The University of Idaho baseball club took an important step in their aim to establish themselves on campus last weekend.
The club took on a team from Eastern Washington University and dropped both games of the double header. While losses of 9-8 and 16-7 seem negative on the surface, there are positives for the club team to pull out of this.
“It’s important to get my guys out there and get them experience,” club founder and manager Anthony Strunk said. “It sets the tone for if guys don’t come out and think we’re losing, the morale is going to go down as a team.”
Strunk said that exposure and player participation for the club is as good as he hoped it would be, compared to the last time the club tried to stay as an established organization.
“It’s been way different, a bunch of guys are coming out,” Strunk said. “People see we’re organized, people see we’re playing ball…we just have a good group.”
The on field results haven’t quite come together for the Vandals, also having dropped exhibition games to Montana earlier in the year, though Strunk believes the talent and potential is there heading into the real season which begins in the Spring.

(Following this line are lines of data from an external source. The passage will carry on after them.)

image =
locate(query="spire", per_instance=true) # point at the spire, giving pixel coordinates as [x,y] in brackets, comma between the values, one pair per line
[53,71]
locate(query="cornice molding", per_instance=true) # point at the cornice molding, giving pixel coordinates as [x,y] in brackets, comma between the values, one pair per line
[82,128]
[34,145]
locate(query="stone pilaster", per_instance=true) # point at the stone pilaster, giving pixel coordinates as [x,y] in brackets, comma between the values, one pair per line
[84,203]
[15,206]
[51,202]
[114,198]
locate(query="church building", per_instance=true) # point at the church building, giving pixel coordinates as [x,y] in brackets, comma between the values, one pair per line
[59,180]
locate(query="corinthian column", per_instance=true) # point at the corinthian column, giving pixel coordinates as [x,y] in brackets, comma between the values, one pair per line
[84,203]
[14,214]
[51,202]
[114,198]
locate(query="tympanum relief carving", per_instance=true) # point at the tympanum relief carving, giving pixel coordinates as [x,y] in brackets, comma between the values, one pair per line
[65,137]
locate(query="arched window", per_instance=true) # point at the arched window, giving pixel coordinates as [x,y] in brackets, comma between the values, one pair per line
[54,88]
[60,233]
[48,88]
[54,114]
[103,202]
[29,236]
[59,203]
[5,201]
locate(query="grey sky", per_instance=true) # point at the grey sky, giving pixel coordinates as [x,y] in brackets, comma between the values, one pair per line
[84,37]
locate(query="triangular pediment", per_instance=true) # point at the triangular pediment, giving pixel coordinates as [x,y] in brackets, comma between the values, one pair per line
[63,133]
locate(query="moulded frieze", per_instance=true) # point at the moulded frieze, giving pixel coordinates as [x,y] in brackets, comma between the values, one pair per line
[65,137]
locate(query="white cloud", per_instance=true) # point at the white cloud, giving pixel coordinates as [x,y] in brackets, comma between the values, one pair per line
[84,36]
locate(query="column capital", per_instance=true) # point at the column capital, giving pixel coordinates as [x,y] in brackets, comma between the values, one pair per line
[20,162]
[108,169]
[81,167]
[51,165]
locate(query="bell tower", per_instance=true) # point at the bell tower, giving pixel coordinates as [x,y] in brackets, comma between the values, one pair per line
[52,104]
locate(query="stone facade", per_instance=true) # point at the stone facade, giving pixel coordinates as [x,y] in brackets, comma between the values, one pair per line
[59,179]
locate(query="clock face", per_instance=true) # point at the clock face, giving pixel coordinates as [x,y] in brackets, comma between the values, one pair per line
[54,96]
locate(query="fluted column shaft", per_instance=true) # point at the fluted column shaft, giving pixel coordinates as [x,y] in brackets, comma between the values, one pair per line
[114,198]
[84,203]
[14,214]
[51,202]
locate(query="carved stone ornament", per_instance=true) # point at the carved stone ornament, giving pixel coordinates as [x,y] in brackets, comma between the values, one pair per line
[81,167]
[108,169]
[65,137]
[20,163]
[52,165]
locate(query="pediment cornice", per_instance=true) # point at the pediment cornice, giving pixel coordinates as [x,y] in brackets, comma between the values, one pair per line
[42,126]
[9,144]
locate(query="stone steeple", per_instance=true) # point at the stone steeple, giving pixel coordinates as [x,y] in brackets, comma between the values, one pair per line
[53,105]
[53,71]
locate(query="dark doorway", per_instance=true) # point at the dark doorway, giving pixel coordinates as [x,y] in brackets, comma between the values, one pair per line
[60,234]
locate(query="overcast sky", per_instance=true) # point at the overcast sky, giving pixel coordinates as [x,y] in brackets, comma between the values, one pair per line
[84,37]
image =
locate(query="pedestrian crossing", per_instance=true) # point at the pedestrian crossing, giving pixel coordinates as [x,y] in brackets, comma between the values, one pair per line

“We have more players, with more players comes more talent,” Strunk said. “Right now it’s just playing well as a team and finding the guys that play well with each other and getting them on the field at the same time.”

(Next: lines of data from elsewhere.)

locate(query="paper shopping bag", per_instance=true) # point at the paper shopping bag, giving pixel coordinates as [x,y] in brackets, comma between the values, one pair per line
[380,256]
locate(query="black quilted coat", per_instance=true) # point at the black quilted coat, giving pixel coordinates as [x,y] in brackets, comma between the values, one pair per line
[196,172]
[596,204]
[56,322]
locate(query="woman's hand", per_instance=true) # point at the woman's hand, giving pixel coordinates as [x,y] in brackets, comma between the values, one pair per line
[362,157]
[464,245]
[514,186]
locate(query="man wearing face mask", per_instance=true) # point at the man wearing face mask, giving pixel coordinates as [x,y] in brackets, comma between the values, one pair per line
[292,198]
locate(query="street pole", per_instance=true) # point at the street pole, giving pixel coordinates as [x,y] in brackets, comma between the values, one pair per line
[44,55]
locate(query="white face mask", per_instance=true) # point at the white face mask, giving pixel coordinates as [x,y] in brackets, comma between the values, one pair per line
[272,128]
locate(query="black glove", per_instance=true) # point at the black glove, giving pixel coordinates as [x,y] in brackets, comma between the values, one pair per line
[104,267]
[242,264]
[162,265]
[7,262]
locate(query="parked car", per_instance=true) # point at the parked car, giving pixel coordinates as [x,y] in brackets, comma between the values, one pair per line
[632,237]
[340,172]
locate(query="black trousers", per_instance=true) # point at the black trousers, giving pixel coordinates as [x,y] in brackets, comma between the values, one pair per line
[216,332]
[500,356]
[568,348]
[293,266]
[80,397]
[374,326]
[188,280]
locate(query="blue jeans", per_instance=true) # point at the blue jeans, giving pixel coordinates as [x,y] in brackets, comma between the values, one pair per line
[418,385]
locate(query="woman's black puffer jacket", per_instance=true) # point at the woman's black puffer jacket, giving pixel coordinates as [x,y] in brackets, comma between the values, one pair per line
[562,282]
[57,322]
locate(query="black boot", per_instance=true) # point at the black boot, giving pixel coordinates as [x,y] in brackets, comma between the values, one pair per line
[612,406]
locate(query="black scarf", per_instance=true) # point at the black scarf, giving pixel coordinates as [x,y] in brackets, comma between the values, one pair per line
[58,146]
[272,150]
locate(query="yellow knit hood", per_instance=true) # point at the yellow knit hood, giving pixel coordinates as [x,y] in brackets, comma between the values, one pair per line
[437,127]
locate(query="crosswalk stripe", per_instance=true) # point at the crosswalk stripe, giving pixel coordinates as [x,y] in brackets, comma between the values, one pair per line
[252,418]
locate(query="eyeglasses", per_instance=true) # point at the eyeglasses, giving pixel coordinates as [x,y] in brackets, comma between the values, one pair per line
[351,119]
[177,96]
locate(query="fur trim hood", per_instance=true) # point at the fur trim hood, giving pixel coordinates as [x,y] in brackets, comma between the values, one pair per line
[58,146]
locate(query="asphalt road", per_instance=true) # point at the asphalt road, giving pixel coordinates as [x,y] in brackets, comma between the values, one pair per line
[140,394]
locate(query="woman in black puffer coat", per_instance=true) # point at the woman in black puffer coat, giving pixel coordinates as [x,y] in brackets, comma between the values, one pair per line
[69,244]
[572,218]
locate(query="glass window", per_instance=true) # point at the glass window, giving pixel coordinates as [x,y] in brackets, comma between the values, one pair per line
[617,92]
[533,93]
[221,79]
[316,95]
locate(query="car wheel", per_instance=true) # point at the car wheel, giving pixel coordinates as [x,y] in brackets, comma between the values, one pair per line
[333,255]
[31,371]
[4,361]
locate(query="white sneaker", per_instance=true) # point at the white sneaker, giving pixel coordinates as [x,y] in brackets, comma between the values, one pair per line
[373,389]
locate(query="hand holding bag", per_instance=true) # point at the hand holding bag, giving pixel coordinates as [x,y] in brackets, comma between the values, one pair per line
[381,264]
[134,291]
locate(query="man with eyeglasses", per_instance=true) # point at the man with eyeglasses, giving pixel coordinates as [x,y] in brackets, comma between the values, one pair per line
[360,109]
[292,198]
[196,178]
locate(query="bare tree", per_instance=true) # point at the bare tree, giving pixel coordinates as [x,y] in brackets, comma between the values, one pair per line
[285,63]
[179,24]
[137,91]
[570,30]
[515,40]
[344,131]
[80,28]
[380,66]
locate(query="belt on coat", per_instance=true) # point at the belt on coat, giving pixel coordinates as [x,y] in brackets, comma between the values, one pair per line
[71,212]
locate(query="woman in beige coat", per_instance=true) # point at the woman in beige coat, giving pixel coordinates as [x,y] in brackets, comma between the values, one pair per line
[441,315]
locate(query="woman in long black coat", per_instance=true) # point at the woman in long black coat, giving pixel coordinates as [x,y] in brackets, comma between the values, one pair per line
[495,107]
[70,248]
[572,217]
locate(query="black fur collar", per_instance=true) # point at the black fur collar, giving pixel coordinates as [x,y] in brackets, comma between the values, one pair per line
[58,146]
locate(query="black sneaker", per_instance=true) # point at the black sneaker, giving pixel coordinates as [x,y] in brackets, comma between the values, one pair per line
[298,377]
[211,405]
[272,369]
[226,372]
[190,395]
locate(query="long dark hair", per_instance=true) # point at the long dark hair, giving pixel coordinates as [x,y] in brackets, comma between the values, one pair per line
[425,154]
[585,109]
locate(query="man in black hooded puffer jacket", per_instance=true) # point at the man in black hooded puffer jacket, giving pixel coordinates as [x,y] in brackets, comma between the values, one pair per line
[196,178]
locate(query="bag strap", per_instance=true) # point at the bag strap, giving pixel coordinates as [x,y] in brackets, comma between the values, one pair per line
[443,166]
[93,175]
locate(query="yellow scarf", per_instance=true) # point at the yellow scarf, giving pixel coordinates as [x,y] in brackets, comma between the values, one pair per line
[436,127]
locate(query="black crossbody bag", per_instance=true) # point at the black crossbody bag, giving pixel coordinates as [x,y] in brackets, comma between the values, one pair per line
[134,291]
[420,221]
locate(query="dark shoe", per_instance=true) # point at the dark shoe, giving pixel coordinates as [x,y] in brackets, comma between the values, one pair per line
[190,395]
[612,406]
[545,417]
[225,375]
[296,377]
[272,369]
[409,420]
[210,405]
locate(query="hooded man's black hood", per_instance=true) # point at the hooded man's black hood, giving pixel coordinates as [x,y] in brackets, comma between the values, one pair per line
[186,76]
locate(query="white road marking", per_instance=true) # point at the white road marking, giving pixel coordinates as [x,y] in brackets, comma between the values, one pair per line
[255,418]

The players on Eastern even echoed those sentiments.
“I think they’re doing really good, they’re better than a lot of club teams we’ve played in the past,” Cash Ulrich, manager of Eastern, said.

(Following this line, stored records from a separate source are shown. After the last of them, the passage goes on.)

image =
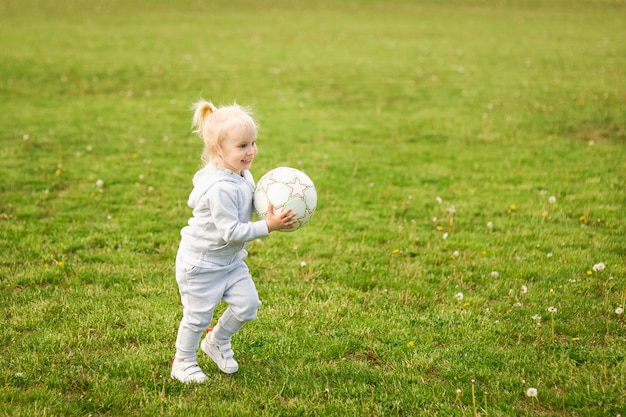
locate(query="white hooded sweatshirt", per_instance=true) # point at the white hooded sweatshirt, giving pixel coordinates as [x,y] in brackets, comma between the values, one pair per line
[221,226]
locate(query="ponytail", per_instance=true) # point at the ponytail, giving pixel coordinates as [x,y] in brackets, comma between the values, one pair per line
[202,109]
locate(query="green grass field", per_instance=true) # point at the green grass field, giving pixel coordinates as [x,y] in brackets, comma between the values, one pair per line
[470,237]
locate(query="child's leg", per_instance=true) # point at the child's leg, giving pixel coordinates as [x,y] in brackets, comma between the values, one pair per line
[199,298]
[243,301]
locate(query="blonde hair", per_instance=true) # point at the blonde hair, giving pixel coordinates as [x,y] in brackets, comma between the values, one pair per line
[213,125]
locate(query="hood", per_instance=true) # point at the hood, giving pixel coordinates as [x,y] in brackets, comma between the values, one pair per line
[205,179]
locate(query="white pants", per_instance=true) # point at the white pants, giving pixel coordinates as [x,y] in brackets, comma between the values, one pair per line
[201,290]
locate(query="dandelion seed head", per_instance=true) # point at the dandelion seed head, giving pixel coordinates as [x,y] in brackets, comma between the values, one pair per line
[531,392]
[599,267]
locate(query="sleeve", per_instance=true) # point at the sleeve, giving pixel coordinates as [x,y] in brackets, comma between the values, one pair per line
[224,205]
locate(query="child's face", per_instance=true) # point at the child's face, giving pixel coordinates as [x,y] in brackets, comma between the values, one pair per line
[238,153]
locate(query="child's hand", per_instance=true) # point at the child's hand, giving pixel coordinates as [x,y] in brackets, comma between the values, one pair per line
[278,221]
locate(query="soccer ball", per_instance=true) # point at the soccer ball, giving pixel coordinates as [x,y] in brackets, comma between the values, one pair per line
[286,187]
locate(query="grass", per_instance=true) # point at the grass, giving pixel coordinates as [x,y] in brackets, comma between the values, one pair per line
[420,123]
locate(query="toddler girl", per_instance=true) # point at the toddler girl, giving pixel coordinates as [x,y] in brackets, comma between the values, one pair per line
[210,263]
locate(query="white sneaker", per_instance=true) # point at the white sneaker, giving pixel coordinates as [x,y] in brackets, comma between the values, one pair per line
[187,372]
[221,353]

Asked what he believes the team needs to work on to get to where they need to be, Strunk easily noted consistency.
“It’s definitely a weak point right now. I don’t know what I’m going to get out of them every single inning. Some we look phenomenal, some we can’t do anything right, we’ll work at it in practice,” he said.
The Vandals will continue their fall exhibition schedule when they travel to Bellingham, Wash. to take on the Western Washington club team during the weekend of the 21st. The idea for the club is to keep improving and keep looking forward to the spring.
“Our whole team is pretty much a positive thing,” Strunk said. “I think it will be a fun year.”